LOL Maria! Congratulations, you have won your award back for most ignorant responses as you usually do on every post. I knew there was something strange about your first response, you must have been sick that day.

Please explain to me how all of the forests just happened to become overgrown all during the same summer. If you're trying to say that the climate has nothing to do with it, you must be out of your freeking gourd. Talk about stupid people, you are obviously the most uneducated, illiterate, dumb cunt on this entire forum.

-- (LMAO@ignoramus.maria), September 02, 2000.


I swear to God, some of you people need serious help. Now that one "disaster" has passed you've latched on to another.

Get a fucking life.

-- Don't Make Assumptions (question@everything.xxx), September 01, 2000.

Some people like to stay informed about what could potentially be problems in the long run. It's no surprise some of the same people who closely followed news about Y2k also follow the news about global warming, the ozone 'hole' and oil reserves. Diane Squire was known for her interest in renewable energy sources.

I try to stay informed about this kind of stuff myself. I don't necessarily believe most of these things are going to happen, but I do think the issues are important enough to follow on a regular basis.

It helps if there are at least a few people who are on the lookout for potential long-term problems. Many people are only concerned about the current quarter compared the one a year ago--that or payday.

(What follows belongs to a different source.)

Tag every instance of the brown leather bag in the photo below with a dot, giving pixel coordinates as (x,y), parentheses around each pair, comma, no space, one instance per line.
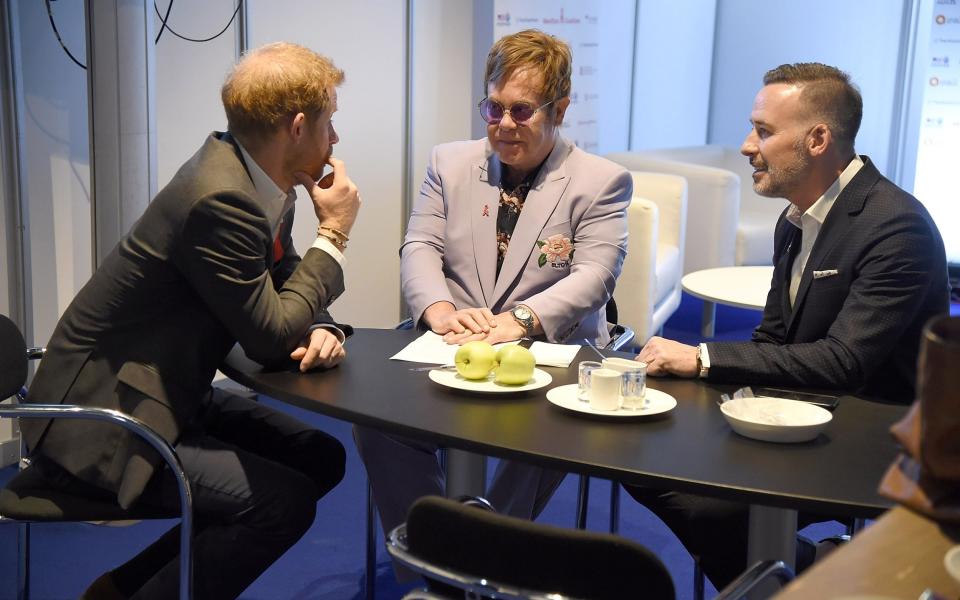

-- (long@term.planning), September 02, 2000.



I swear to God, some of you people need serious help. Now that one "disaster" has passed you've latched on to another.

Get a fucking life.

-- Don't Make Assumptions (question@everything.xxx), September 01, 2000.

Some people like to stay informed about what could potentially be problems in the long run. It's no surprise some of the same people who closely followed news about Y2k also follow the news about global warming, the ozone 'hole' and oil reserves. Diane Squire was known for her interest in renewable energy sources.

I try to stay informed

YOU wouldn't know how to "stay informed" on serious matters involving Science and/or Technology.......if you begin by assuming (as the Doomzies did with Y2k) that you can collect some articles and "find the truth".


Most of you argue or "contribute" from an a priori position that is mostly ludicrous whether it be Y2k, the state of culture, the supply demand situation in Oil and now a biggie revived by academics and Beltway PARASITES for grant money, "Global Warming".

In addition, as was done in Y2k, you "assume" (wrongly) that you are "entitled" to peerage because you have a vote. BULLSHIT. If you have a Ph.D. and are recognized by peers in Science, you might have something worthwhile to say about anything but I would doubt that.

As "Don't assume" stated and Maria emphasized in her usual GENTEEL, soft spoken manner:

I swear to God, some of you people need serious help. Now that one "disaster" has passed you've latched on to another.

Get a fucking life.

-- cpr (buytexas@swbell.net), September 04, 2000.


Oooooh, lookout... the big tough blowhard Creep is looking to pick a fight!

He has beat the Y2K and oil issues to death, now he's going after the topic of global warming. LMAO!!!

Talk about needing to get a fucking life... you kill me Creep!